US stock futures were mostly flat Thursday night as Wall Street tried to shrug off a wide sell-off during market hours.

The futures contracts for the Dow Jones Industrial Average rose by 5 points, while the contracts for the S&P 500 were hardly changed. Futures for the tech-heavy Nasdaq 100 also moved near the flat line.

The moves come after the stock market struggled on Thursday, with tech stocks particularly hard hit. The Nasdaq Composite fell 3%, with Apple and Amazon posting slightly larger losses. The Dow and S&P 500 were down 0.5% and 1.5%, respectively.

The weakness in stocks was reflected in an increase in bond yields. The 10-year benchmark yield on government bonds was over 1.7%, its highest level since January last year. The returns move in reverse to the prices. Rising bond yields, which can signal confidence in the economic recovery and fears of inflation, make high-growth stocks less attractive to investors.

On Thursday evening, futures contract prices for the 10-year Treasury rose, suggesting traders were not expecting any further spike in yields on Friday.

The underperformance of technology and other growth stocks on Thursday is akin to a trend seen in recent months as value stocks rose. However, growth stocks have had some strong days in the past two weeks and that is clouding the water, said Michael Mullaney, director of global market research at Boston Partners.

“If you look at the price pattern for the past seven days every day, we have a ping-pong match. One day it was growth, one day it was worth,” said Mullaney. “I’m not sure if this suggests we are at a tipping point where growth here could get a boost.”
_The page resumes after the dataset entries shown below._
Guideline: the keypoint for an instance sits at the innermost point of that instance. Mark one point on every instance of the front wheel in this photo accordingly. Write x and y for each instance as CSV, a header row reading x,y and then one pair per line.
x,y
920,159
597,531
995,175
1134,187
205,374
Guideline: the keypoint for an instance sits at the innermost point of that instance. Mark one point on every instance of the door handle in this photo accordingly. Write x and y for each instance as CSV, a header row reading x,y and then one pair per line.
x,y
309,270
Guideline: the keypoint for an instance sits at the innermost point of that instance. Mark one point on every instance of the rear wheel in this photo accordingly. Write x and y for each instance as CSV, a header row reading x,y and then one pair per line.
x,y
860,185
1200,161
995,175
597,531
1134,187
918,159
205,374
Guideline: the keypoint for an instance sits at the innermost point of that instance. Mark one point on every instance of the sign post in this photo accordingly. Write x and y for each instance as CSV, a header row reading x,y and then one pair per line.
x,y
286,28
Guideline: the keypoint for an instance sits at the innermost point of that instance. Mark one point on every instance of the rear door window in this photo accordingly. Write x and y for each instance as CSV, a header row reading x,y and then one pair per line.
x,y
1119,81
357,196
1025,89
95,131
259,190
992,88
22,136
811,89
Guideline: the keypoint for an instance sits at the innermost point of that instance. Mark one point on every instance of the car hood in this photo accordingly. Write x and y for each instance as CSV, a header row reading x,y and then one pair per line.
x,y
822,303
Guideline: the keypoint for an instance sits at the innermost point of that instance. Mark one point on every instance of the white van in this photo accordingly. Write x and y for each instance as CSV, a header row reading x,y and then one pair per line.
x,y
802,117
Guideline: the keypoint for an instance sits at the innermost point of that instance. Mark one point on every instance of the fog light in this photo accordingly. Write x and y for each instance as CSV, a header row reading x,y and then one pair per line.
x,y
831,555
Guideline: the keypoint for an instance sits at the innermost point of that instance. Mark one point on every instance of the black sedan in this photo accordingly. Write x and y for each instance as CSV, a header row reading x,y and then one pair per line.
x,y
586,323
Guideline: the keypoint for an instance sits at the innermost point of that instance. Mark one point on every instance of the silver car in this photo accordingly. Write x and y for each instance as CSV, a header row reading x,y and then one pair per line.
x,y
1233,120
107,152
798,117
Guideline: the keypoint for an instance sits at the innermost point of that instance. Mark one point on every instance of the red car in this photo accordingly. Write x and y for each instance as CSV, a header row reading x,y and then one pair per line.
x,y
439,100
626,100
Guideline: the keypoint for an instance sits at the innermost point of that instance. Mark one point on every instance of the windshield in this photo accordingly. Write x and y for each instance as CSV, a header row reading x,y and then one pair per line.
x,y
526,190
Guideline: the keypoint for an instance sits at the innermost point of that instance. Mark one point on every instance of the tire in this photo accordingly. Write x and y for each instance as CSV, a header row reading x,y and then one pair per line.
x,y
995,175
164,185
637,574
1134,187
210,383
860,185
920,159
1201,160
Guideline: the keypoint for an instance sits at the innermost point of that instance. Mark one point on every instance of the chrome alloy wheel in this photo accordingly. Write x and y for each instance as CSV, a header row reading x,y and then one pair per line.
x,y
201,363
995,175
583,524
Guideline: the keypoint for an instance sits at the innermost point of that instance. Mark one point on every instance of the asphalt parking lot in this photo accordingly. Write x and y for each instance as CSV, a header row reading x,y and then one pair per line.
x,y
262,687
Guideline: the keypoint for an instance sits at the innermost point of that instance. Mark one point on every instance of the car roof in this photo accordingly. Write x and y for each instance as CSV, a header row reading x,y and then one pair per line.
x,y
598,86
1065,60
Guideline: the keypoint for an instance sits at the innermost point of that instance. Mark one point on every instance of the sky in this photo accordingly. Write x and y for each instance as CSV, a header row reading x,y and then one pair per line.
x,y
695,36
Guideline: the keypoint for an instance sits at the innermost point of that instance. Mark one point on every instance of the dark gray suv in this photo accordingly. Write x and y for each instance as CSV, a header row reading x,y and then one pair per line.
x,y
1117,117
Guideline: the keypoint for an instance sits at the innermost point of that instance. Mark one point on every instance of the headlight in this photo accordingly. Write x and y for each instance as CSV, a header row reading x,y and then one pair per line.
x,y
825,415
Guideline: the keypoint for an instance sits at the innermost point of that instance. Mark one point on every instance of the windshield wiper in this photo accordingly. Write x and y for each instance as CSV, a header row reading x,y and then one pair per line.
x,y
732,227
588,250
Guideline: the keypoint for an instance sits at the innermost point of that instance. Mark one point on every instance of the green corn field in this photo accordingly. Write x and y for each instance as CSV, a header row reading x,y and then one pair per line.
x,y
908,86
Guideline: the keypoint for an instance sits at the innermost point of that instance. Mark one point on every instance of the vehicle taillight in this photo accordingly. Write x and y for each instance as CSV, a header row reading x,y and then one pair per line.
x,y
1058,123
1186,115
Energy stocks were also hit hard on Thursday, with West Texas Intermediate crude oil falling more than 7%. The slow adoption of vaccines and the rise in Covid cases in Europe have weighed on the near-term outlook for oil demand.

After the bell on Thursday, FedEx shares rose after the delivery company beat expectations for the third quarter of the fiscal year, while Nike shares slipped after weaker-than-expected sales in the third quarter.